Keywords: object recognition, primary visual cortex, biologically-constrained neural network, robustness, common corruptions
TL;DR: We develop robust CNNs using ensembling and distillation techniques that take advantage of biologically-constrained V1 front-ends
Abstract: While some convolutional neural networks (CNNs) have surpassed human visual abilities in object classification, they often struggle to recognize objects in images corrupted with different types of common noise patterns, highlighting a major limitation of this family of models. Recently, it has been shown that simulating a primary visual cortex (V1) at the front of CNNs leads to small improvements in robustness to these image perturbations. In this study, we start with the observation that different variants of the V1 model show gains for specific corruption types. We then build a new model using an ensembling technique, which combines multiple individual models with different V1 front-end variants.

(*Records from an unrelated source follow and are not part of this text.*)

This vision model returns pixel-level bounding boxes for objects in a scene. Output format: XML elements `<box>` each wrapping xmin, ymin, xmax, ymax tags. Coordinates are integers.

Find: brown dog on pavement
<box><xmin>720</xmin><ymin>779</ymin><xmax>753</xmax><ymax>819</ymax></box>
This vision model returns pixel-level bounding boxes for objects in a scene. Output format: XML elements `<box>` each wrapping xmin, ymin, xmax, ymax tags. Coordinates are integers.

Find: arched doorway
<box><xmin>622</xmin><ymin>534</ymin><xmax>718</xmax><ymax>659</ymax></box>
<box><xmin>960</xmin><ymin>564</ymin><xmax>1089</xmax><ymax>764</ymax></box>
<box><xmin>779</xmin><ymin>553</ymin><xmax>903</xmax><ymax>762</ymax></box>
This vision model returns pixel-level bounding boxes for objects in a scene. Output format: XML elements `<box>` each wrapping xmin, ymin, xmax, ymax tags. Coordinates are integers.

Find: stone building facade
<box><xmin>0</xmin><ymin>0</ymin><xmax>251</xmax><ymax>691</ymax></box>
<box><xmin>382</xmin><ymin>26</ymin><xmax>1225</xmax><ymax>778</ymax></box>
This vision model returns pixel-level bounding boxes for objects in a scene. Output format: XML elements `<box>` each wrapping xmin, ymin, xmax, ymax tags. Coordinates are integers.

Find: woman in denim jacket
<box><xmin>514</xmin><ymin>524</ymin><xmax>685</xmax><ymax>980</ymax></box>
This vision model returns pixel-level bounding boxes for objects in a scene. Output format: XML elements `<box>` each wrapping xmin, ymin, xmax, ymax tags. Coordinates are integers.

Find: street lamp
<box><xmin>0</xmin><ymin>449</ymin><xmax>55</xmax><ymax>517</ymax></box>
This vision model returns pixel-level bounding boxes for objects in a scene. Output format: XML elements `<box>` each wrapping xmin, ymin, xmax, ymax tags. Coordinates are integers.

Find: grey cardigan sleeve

The model ensemble leverages the strengths of each individual model, leading to significant improvements in robustness across all corruption categories and outperforming the base model by 38% on average. Finally, we show that using distillation it is possible to partially compress the knowledge in the ensemble model into a single model with a V1 front-end. While the ensembling and distillation techniques used here are hardly biologically-plausible, the results presented here demonstrate that by combining the specific strengths of different neuronal circuits in V1 it is possible to improve the robustness of CNNs for a wide range of perturbations.